La spia doppiogiochista 

Ieri la Corte, presieduta da Roberto Spanò, con la pm Caty Bressanelli, il procuratore Silvio Bonfigli, e gli avvocati delle parti civili, ha effettuato una trasferta a Verona. L’udienza ha durato oltre tre ore e ha visto la testimonianza di Giacomazzi, la fidanzata del neofascista bresciano Silvio Ferrari, che ha descritto ciò che afferma di aver visto negli anni ‘70. Ferrari, legato ai veronesi, è stato una spia doppiogiochista per il controverso ex capitano dei carabinieri Francesco Delfino, e ha tenuto rapporti con i vertici del Sid e con gli americani della Ftase. È emerso che un carabiniere fu coinvolto in un misterioso incidente, esplodendo in un attentato nove giorni prima della strage. Giacomazzi ha testimoniato che Ferrari frequentava quei luoghi con regolarità.

Gli incontri riservati 

Giacomazzi è stata presente a incontri segreti in compagnia di figure chiave come Delfino e il generale del Sid Angelo Pignatelli. Ferrari riceveva mandati durante questi incontri, tra cui la responsabilità di piazzare una bomba nel locale bresciano Blue Note, frequentato da gay e prostitute, che successivamente esplose causando gravi danni. La giovane, sotto pressione e minacciata, ha iniziato a rivelare la verità solo al colonnello Massimo Giraudo, che ha guidato le indagini per oltre 12 anni. In oltre 40 occasioni ha descritto gli incontri avvenuti in una caserma lungo l’Adige, dotata di un seminterrato che ha ricevuto poca luce naturale. Anche se ristrutturata nel 2016, la struttura ha mantenuto le sue caratteristiche originali.

La Vespa parcheggiata 

Le testimonianze di due vicini, Adriana Bertaso e Umberto Mottinelli, confermano la presenza di un accesso dal retro. Un’anziana testimone ha descritto il palazzo Carli, attuale sede del Comando delle forze terrestri dell’esercito, e ha ricordato come Ferrari parcheggiasse la sua Vespa vicino a una fontana, segnalando l’accesso per gli incontri riservati su cui indagava la Corte.

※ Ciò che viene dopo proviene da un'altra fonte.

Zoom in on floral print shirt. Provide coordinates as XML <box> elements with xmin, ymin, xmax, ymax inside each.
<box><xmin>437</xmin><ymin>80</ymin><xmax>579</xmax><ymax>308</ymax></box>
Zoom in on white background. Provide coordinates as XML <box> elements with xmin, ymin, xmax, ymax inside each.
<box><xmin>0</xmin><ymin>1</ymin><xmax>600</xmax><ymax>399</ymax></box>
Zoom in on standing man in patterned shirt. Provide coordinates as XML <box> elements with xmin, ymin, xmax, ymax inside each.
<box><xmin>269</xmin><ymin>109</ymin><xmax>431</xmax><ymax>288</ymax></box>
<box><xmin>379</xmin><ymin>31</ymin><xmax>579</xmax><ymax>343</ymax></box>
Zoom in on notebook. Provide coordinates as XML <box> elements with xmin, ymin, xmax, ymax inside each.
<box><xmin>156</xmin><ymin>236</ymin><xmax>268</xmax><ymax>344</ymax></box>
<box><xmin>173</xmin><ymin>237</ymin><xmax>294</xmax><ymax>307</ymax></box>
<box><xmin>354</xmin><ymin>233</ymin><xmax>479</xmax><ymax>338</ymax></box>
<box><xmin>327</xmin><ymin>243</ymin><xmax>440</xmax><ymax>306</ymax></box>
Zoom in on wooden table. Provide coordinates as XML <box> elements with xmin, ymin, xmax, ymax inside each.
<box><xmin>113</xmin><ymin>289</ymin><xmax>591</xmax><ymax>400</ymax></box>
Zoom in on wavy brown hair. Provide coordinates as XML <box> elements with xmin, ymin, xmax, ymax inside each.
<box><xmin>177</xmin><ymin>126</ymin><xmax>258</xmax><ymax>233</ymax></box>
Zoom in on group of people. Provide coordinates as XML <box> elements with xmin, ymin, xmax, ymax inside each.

In aggiunta, il quinto piano dello squadrato palazzone di via Montanari, ex casa del Sid, oggi Inps, è emersa come un altro punto cruciale. Tuttavia, l’avvocato di Zorzi, Stefano Casali, ha messo in dubbio la validità della testimonianza, affermando che Zorzi non fosse mai stato presente in quei luoghi.